Mural () is a 2011 Chinese film co-written, co-produced and directed by Gordon Chan, which stars Deng Chao, Sun Li, Yan Ni, Collin Chou, Zheng Shuang and Eric Tsang. It is directed by the same director who directed Painted Skin (2008). Both stories are drawn from Pu Songling's (1640–1715) collection of supernatural tales Strange Stories from a Chinese Studio.

Plot

Mural tells the story of Zhu Xiaolian, a poor scholar who travels to the capital to take an examination accompanied by his servant. Along the way they capture a thief. The thief, trying to escape, enters a temple.
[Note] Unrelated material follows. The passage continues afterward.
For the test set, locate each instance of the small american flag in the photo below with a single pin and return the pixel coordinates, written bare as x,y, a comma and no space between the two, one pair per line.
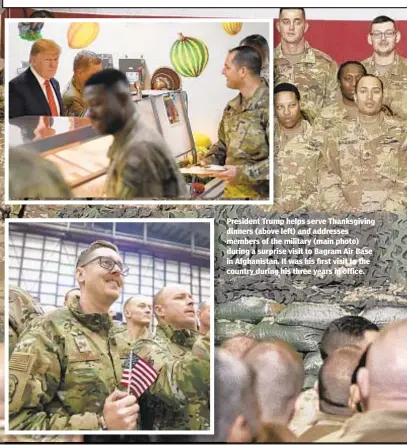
138,375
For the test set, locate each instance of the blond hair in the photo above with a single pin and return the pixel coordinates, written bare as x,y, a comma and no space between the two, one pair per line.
44,45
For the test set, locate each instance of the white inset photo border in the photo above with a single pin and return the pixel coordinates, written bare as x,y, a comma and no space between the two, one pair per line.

While taking a break Zhu becomes distracted by a mural and enters into the fantasy land of fairies. He meets the fairies and encounters love and hate. Due to the strict regulations of no man being allowed in the fairy land created by the queen fairy, a war breaks out to drive the men away.

Cast
 Deng Chao as Zhu Xiaolian
 Sun Li as Shaoyao
 Yan Ni as The Aunt
 Collin Chou as Meng Longtan
 Zheng Shuang as Mudan
 Eric Tsang as Monk Budong (guest star)
 Andy On as Golden Warrior
 Monica Mok as Ding Xiang
 Ada Liu as fairy Yunmei
 Bao Wenjing as Baihe
 Xia Yiyao as Xuelian
 Bao Beier as Hou Xia, Zhu's servant
 Du Shiwu as housekeeper
 Xie Nan as Fairy Cuizhu

Theme music
The title song for the movie is also named "Mural". The singers are Deng Chao and Betty Sun.

Accolades
Zheng Shuang won the Best New Actress award at the Hong Kong Film Directors' Guild Award for her performance.

Trivia
Deng Chao and Betty Sun who played the roles of hero and heroine in the movie was in fact married in 2010, shortly before the movie was filmed. The couple's first child was born in 2011, shortly after the movie was released.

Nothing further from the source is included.